Massive Kürzungen, die uns alle sehr schmerzen und ich muss mal ganz deutlichen sagen, was ich in dieser ganzen Debatte am schwierigsten finde ich 1., es war ein ausgemachtes Problem. Der Haushalt ist beschlossen worden von Schwarz-Rot; man wusste das vorher. Man hat die Stadt hier bewusst – weiß ich nicht -, aber man hat auch im letzten Jahr den Leuten was vom Pferd erzählt. Man ist rumgerannt und hat den Trägern erzählt, es gäbe eine Hauptstadtzulage. Am Ende kommen noch nicht mal die Tarifsteigerungen für die Träger und Akteure. Ich habe heute mit dem HAU telefoniert. Dass HAU eine wichtige und wesentliche Kultureinrichtung in unserem Bezirk. Die haben keine ausreichende Information bekommen – wie niemand von dieser Regierung sind die in irgendeiner Art und Weise vorbereitet worden auf das, was jetzt kommt.

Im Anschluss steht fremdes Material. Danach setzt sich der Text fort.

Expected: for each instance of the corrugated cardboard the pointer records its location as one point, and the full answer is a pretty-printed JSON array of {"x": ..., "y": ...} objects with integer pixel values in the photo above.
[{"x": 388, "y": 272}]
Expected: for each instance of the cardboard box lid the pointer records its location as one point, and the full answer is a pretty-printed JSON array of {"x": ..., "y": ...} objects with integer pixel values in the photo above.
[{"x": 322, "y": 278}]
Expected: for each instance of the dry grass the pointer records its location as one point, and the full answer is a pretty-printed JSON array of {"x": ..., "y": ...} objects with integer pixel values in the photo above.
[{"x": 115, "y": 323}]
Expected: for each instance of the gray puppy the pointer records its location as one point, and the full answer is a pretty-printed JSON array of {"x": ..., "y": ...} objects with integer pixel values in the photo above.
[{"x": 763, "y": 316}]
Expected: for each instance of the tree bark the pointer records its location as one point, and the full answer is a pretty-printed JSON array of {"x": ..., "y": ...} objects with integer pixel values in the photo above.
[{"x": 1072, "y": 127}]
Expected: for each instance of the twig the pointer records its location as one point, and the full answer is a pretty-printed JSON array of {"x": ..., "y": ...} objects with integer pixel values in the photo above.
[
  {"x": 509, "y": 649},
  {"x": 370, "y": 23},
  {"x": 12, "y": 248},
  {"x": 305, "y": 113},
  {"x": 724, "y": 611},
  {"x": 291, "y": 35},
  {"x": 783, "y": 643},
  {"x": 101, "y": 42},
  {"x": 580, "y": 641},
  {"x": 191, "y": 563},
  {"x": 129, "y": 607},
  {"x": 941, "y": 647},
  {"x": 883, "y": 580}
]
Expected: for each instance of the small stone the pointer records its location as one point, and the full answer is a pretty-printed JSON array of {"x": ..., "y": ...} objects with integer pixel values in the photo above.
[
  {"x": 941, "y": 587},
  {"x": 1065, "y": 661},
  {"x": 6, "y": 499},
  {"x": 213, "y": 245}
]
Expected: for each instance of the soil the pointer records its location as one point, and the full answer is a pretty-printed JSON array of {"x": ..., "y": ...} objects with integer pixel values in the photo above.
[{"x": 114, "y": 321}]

Bei dem HAU, die haben auch eine Pressemitteilung herausgegeben, schauen Sie sich das an, bedeutet das mit Spareinschnitten, den 750.000,00 EUR, die jetzt konkret gekürzt werden, zusätzliche Belastungen dadurch, dass es auch die Tarifsteigerungen nicht gibt, sagt mir …, wird mir gesagt, dass man keinerlei Programmmittel mehr hat. Man ist aber schon Verpflichtungen für das nächste Jahr eingegangen. Was machen wir hier eigentlich? Was machen sie hier eigentlich mit den Leuten? Und das kann ich in keinster Art und Weise nachvollziehen, wie man die Menschen, wie man so planlos und die Menschen solange in Sicherheit hat wiegen lassen können und dann noch nicht mal einbezieht, noch nicht mal nach fachlichen Kriterien entscheidet und teilweise die Träger und die Mitarbeiterinnen und Mitarbeiter letzte Woche Dienstag sich wiederfinden auf einer Liste und seitdem wissen, dass sie ab Januar keinen Job mehr haben. Das ist unmöglich. Und teilweise wissen sie es noch nicht mal.

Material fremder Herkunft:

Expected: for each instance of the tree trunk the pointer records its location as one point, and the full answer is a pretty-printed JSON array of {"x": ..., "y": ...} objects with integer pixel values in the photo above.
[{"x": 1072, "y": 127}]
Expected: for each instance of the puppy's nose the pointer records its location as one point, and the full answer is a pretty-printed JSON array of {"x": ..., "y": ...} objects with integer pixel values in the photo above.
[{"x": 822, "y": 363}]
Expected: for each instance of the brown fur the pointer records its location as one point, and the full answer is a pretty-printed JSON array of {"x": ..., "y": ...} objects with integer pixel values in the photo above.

Und einen Bereich, weil wir nach der Kultur- und sozialen Infrastruktur gefragt worden ist, möchte ich noch die Kulturraum Berlin GmbH und das Atelierprogramm und die Arbeitsraumprogramm, weil, auch das die freie Szene und die Kulturschaffenden und unser Bezirk ist ein diverser Bezirk, ist ein bunter Bezirk und nicht nur Berlin, sondern auch unser Bezirk lebt von der vielfältigen Kultur und von den Künstlerinnen und Künstlern.
Die Kulturraum GmbH soll abgewickelt werden, das ist schlecht für Berlin und auch am Ende für uns, weil wir z. B. mit der Kulturraum GmbH zusammen bei der Entwicklung des RAW-Geländes um die Erhaltung des soziokulturellen Ls kämpfen.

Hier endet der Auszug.